Audition screen test of the iconic legend Bruce Lee for The Green Hornet TV series

The only surviving onscreen interview of Bruce Lee, The Pierre Berton Show in 1971
Expounding on his personal philosphy - Part 2
Talking about racism and Asians in cinema - Part 3

Other goodies:
Lee demonstrating the One-Inch Punch on Hong Kong TV in 1969
Home video of Lee training in the backyard
Working out with James Coburn
posted by P.o.B. (22 comments total) 40 users marked this as a favorite

 
That guy was a moment in history that will never be repeated.
posted by Wataki at 3:46 PM on July 20, 2010 [1 favorite]


Previously
posted by christopherious at 3:47 PM on July 20, 2010


I'm gonna repost the Moth segment I linked in the thread a bit down the page: Chink.
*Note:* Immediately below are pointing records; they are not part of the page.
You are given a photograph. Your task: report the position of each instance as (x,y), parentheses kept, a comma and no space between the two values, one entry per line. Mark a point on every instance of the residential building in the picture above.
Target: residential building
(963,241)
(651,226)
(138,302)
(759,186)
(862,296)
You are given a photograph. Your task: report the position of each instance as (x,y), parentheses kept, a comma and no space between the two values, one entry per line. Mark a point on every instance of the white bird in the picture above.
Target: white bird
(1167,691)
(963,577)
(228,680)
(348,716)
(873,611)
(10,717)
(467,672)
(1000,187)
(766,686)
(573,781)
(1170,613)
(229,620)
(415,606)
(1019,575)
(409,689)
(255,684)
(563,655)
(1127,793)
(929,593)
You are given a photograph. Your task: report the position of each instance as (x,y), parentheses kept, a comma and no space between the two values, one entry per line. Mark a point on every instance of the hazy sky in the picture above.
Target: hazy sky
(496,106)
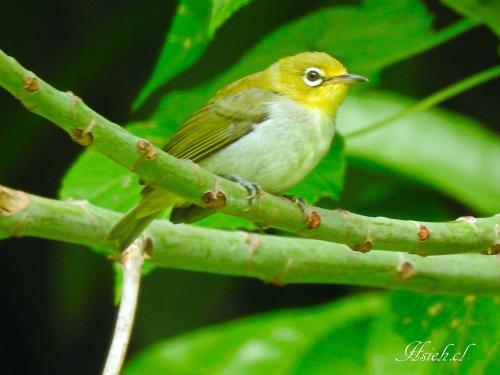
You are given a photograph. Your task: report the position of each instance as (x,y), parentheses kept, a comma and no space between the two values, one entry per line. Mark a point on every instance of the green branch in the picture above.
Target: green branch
(280,260)
(201,187)
(432,100)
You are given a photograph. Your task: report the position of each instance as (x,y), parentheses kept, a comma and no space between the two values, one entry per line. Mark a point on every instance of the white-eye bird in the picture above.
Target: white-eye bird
(270,128)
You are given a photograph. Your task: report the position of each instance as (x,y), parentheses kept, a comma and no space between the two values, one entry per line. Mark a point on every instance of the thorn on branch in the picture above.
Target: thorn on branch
(423,233)
(12,201)
(435,309)
(469,219)
(406,270)
(493,249)
(214,200)
(363,247)
(146,149)
(31,84)
(84,137)
(313,220)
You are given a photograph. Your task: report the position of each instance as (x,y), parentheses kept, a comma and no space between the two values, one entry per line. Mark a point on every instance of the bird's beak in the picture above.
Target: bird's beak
(347,79)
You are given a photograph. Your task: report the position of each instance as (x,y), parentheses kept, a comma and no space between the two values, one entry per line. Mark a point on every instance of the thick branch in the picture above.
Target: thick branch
(273,259)
(201,187)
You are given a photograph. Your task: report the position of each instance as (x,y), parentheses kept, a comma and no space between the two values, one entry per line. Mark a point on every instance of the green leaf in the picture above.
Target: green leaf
(483,11)
(351,40)
(265,344)
(102,182)
(221,11)
(194,25)
(439,148)
(327,179)
(98,180)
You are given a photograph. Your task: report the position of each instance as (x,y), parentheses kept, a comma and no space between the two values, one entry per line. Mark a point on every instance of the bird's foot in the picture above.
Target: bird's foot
(253,189)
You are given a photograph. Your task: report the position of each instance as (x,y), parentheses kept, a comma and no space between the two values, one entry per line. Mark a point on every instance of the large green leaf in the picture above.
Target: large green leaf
(360,335)
(265,344)
(194,25)
(483,11)
(347,32)
(442,149)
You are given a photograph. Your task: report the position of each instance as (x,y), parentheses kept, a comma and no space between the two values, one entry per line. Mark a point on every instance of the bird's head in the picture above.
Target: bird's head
(313,79)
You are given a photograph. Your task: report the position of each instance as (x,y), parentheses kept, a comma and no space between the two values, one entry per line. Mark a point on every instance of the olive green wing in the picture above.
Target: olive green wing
(220,123)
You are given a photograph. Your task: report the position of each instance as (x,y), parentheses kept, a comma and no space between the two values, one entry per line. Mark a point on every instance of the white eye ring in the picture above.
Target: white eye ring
(313,77)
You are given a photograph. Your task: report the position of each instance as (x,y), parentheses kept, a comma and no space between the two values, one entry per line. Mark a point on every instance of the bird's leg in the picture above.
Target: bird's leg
(253,189)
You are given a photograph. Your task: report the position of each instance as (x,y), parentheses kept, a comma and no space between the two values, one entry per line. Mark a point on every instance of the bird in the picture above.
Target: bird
(267,131)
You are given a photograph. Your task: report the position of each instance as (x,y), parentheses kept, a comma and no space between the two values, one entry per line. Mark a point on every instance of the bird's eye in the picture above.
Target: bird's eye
(313,77)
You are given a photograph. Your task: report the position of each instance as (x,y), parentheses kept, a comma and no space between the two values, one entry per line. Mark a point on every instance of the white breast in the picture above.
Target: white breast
(281,151)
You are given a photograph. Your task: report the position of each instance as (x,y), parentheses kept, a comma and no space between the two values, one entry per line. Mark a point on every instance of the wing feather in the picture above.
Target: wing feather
(220,123)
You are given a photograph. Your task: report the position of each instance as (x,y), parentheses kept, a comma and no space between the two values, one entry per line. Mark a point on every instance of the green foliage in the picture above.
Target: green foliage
(460,321)
(442,149)
(113,187)
(359,335)
(438,149)
(193,27)
(484,11)
(265,344)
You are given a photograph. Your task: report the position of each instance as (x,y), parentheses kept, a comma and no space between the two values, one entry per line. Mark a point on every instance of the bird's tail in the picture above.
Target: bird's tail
(138,218)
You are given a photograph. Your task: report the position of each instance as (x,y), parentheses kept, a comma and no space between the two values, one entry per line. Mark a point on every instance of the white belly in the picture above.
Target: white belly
(281,151)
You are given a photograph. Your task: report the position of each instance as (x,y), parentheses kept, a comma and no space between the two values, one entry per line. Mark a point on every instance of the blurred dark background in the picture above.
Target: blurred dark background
(57,313)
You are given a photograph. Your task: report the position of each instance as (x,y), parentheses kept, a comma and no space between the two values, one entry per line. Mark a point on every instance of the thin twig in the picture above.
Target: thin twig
(131,261)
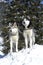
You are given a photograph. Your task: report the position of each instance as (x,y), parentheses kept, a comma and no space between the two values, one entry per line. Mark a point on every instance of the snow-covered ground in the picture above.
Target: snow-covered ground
(24,57)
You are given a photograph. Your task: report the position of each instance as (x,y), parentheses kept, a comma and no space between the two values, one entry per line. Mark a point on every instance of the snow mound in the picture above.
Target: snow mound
(27,56)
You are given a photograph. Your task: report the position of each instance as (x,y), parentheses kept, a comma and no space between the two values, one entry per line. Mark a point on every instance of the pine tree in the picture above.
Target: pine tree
(19,8)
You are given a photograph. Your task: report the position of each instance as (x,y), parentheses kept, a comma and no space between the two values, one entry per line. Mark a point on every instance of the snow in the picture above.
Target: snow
(27,56)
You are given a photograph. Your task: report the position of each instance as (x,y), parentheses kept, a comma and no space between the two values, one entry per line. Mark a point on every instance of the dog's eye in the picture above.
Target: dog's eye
(23,22)
(10,30)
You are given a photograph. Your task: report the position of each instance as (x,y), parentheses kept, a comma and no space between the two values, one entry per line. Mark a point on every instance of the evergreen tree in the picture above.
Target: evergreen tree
(27,8)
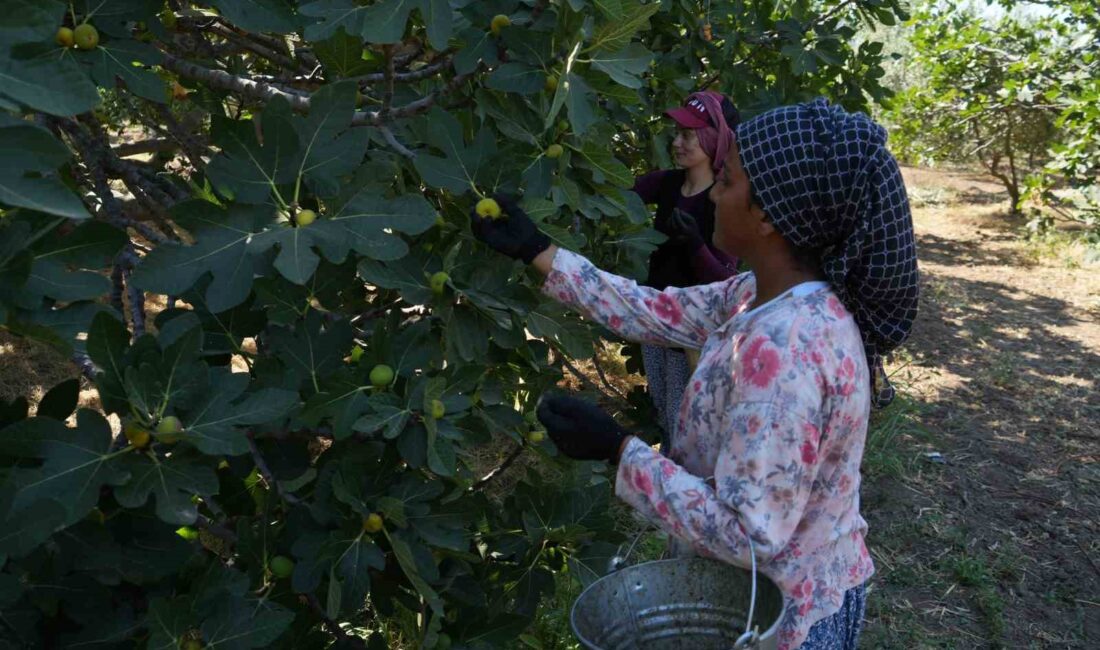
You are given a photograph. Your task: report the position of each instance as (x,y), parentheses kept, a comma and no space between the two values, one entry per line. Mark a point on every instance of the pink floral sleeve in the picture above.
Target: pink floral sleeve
(761,484)
(675,317)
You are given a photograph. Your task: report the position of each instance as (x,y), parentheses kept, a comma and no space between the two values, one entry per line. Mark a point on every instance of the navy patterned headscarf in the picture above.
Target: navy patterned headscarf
(827,183)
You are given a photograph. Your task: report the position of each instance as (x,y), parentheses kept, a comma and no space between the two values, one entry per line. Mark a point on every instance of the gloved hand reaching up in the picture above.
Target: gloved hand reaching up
(513,233)
(580,429)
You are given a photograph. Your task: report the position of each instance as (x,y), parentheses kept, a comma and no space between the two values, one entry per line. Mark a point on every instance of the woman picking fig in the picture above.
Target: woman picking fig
(770,431)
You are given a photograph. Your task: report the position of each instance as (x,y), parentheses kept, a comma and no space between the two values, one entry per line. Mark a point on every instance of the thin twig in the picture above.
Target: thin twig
(393,142)
(603,377)
(266,473)
(507,463)
(217,529)
(387,91)
(334,629)
(87,367)
(223,80)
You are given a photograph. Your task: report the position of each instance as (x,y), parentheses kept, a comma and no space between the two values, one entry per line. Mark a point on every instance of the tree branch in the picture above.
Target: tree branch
(145,146)
(222,80)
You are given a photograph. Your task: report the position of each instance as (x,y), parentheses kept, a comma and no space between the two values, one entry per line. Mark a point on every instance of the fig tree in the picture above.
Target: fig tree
(438,282)
(382,375)
(282,566)
(499,21)
(86,36)
(372,522)
(64,36)
(488,208)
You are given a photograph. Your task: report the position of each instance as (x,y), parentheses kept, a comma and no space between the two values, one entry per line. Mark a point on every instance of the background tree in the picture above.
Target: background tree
(981,97)
(305,416)
(1016,95)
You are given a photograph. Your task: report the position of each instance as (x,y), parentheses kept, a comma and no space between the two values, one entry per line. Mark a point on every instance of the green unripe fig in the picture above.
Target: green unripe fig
(168,19)
(382,375)
(168,429)
(86,36)
(64,36)
(282,566)
(438,282)
(488,208)
(136,434)
(187,532)
(499,21)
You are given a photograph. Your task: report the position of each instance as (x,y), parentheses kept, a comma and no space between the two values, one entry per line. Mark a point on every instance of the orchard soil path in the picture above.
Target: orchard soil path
(999,543)
(998,546)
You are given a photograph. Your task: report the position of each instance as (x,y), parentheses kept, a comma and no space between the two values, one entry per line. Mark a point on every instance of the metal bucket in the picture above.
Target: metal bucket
(691,603)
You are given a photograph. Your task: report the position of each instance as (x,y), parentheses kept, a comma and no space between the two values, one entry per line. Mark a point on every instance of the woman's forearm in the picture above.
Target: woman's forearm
(545,260)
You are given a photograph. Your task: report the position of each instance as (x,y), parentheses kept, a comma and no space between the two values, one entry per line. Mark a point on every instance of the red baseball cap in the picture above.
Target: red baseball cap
(691,116)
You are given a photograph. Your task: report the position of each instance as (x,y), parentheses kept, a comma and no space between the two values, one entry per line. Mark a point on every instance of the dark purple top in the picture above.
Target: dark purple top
(711,265)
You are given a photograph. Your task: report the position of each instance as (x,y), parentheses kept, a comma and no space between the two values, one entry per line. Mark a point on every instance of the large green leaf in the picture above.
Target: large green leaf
(366,223)
(29,147)
(604,166)
(416,561)
(312,351)
(172,481)
(30,21)
(76,462)
(220,249)
(624,65)
(252,171)
(616,34)
(329,149)
(125,61)
(408,275)
(172,377)
(342,55)
(53,279)
(22,530)
(517,77)
(461,166)
(42,195)
(345,555)
(51,85)
(213,423)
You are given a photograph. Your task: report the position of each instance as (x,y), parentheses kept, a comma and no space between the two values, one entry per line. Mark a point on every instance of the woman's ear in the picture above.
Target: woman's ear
(760,219)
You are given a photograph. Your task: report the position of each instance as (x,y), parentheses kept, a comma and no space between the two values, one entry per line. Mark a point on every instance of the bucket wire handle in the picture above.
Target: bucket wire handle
(751,636)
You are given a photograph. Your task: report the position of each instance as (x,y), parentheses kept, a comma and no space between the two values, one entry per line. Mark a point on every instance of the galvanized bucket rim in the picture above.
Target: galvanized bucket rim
(572,613)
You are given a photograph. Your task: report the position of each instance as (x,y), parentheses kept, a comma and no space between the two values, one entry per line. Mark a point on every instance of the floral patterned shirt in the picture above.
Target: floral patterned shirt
(770,431)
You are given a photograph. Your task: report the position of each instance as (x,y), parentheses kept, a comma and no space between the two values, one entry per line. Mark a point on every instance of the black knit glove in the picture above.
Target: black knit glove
(580,429)
(513,234)
(683,230)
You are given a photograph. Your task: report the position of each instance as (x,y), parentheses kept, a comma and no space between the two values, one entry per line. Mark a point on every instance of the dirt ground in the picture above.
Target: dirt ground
(996,542)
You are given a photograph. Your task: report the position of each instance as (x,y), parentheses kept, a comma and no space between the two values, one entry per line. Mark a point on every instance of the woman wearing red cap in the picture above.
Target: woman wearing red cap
(685,213)
(771,429)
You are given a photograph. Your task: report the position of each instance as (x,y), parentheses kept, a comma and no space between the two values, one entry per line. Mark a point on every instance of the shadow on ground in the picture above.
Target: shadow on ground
(1000,546)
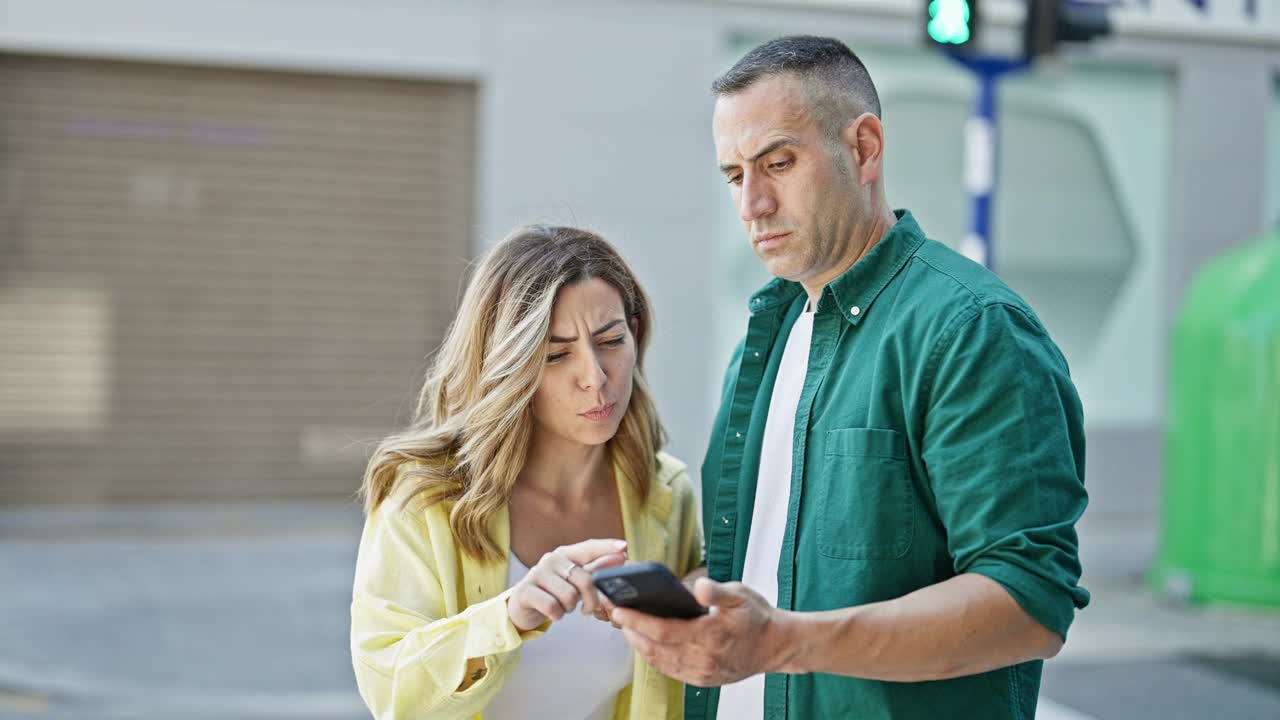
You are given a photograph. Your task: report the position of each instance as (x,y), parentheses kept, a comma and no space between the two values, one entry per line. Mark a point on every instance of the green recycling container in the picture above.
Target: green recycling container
(1220,522)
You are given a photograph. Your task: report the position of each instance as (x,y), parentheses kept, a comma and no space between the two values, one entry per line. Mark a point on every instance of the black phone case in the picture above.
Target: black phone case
(648,587)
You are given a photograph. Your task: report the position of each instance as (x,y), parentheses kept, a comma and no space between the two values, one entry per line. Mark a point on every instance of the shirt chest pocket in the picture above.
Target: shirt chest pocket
(865,505)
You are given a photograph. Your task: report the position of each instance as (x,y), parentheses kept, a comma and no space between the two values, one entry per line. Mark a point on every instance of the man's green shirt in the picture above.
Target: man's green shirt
(938,432)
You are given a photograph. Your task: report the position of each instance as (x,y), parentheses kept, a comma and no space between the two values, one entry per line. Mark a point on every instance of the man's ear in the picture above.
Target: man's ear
(865,141)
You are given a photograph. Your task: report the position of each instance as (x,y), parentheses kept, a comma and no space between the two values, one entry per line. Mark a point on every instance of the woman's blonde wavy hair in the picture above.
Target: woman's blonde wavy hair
(472,423)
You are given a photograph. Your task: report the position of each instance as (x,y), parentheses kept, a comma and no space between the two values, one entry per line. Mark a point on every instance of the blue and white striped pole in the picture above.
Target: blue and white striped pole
(981,153)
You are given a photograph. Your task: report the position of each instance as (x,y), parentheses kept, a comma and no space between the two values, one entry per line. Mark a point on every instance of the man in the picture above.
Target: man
(897,463)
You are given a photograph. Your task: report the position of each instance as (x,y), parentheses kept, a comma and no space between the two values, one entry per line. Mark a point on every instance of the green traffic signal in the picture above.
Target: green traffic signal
(949,22)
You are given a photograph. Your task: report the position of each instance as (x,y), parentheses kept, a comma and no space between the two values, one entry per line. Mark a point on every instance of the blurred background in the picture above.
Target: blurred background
(232,232)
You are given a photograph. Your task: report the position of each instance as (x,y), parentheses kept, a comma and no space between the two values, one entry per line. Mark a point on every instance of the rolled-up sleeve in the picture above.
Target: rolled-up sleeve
(408,657)
(1004,454)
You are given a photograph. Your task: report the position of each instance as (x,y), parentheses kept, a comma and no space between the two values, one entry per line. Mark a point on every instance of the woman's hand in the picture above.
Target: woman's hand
(561,579)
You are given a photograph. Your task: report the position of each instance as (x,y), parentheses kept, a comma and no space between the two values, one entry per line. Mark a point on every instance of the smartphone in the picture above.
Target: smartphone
(648,587)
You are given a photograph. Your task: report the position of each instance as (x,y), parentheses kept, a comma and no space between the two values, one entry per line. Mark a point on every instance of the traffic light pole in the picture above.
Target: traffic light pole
(982,150)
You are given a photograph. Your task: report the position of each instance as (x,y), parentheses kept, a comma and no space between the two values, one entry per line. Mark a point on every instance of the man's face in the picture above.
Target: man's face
(795,191)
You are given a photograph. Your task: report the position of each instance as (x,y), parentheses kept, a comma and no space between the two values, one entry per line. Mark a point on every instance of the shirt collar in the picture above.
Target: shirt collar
(858,287)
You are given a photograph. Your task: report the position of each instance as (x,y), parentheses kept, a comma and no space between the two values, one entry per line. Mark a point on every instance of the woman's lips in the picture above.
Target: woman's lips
(600,413)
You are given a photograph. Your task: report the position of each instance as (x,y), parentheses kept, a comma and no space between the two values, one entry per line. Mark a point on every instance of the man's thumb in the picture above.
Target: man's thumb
(709,593)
The guy's speaking style is perhaps a bit annoying to some, but I still found it very powerful.

Related blog post.
posted by kmz at 3:50 PM on July 20, 2010 [1 favorite]


"OK, now show us some kung fu moves."
"It's kind of hard to do it alone, but I'll do my best."
"Well, one of the fellas will step in with you..."

And thus ended the life of John Peterson, boom mic operator, 1930 - 1966.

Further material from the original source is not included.